Guest Blogger Kim Wright here - reporting in from the beach (seriously - there is wi-fi out here!).
In June I was lucky enough to go to a place that’s captured my imagination for years: Haida Gwaii. This island group is truly the land of legend where a sense of magic hangs in the misty air. I got to go there in my role as representative to the conservation sector to attend meetings on ocean management for the Pacific North Coast Integrated Management Area (PNCIMA).
Planning can be pretty “meeting-hall” focused, as creating a vision for PNCIMA’s future requires hours of talk between all the interested parties. But in Haida Gwaii we were able to draw on the local environment and the past for inspiration. Early one morning we got into zodiac boats and circumnavigated Louise Island, stopping at Skedans, an abandoned Haida village site.

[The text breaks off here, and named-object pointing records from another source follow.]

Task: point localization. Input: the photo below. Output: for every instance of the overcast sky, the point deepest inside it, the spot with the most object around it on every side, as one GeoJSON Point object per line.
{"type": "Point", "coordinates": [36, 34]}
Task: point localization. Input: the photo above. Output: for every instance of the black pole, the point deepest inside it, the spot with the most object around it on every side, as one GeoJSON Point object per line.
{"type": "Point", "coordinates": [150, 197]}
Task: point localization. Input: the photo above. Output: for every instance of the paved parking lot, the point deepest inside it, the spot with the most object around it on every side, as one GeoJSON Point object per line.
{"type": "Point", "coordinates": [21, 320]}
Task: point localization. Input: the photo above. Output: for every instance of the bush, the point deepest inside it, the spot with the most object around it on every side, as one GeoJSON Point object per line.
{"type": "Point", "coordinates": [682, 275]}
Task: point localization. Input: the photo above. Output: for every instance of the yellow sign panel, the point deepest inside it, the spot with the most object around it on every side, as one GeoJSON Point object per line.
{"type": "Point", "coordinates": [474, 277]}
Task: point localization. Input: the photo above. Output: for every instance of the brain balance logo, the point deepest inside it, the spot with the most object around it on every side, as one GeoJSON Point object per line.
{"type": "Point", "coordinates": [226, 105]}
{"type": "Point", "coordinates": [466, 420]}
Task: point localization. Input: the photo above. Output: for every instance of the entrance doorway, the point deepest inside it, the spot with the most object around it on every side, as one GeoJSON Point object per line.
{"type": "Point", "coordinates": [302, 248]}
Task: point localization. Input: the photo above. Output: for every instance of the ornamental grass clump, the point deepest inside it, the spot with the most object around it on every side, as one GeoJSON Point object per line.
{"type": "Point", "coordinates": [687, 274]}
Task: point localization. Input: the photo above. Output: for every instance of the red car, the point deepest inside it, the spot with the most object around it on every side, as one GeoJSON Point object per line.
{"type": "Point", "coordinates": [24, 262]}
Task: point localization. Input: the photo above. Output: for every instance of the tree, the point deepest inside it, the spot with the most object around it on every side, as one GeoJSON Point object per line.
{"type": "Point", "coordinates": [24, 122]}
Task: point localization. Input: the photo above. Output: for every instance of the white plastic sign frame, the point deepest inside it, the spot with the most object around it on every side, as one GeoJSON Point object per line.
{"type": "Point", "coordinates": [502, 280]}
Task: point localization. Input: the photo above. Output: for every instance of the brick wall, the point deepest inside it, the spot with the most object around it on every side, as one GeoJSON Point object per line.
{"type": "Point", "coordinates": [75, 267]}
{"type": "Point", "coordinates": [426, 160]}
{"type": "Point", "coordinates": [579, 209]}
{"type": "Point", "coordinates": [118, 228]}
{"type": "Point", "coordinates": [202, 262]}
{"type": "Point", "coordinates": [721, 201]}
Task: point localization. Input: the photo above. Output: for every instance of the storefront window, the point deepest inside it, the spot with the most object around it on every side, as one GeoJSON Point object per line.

Skedans was one of the larger Haida villages in the southern islands, but it was abandoned in the 1880s near the end of the smallpox epidemic that killed 90 percent of the Haida population. Now deer wander among the remains of mossy, mortuary poles that tell long forgotten stories from the once thriving community.
Our tour served as a reminder that humans have been part of the beauty and the bounty of these islands for many thousands of years, and that our place in these ecosystems can be extremely fragile. Skedans, also known as K'uuna Linagaay (Point Town), is now part of the Gwaii Haanas National Marine Conservation Area.
Our tour group was made up of representatives from the many industries that have a stake in PNCIMA: Oil and Gas, Renewable Energy, Commercial Fisheries, Sport Fishing, Local Governments, Recreation, Tourism, Aquaculture and others. Together, we form the Integrated Oceans Advisory Committee (IOAC) which will advise the Government and First Nations Steering Committee on marine planning issues for the PNCIMA process.
Each of us had a unique experience that day. Spending time surrounded by such beauty was a real gift that reinforced my goal at the IOAC meetings: to ensure ecosystem integrity from the mountain ranges of the Great Bear Rainforest to the sponge reefs of the sea floor.
Logging off until next time: back to the beach and the sand between my toes.
Kim Wright is the Marine Planning and Protected Areas Campaign Manager for the Living Oceans Society.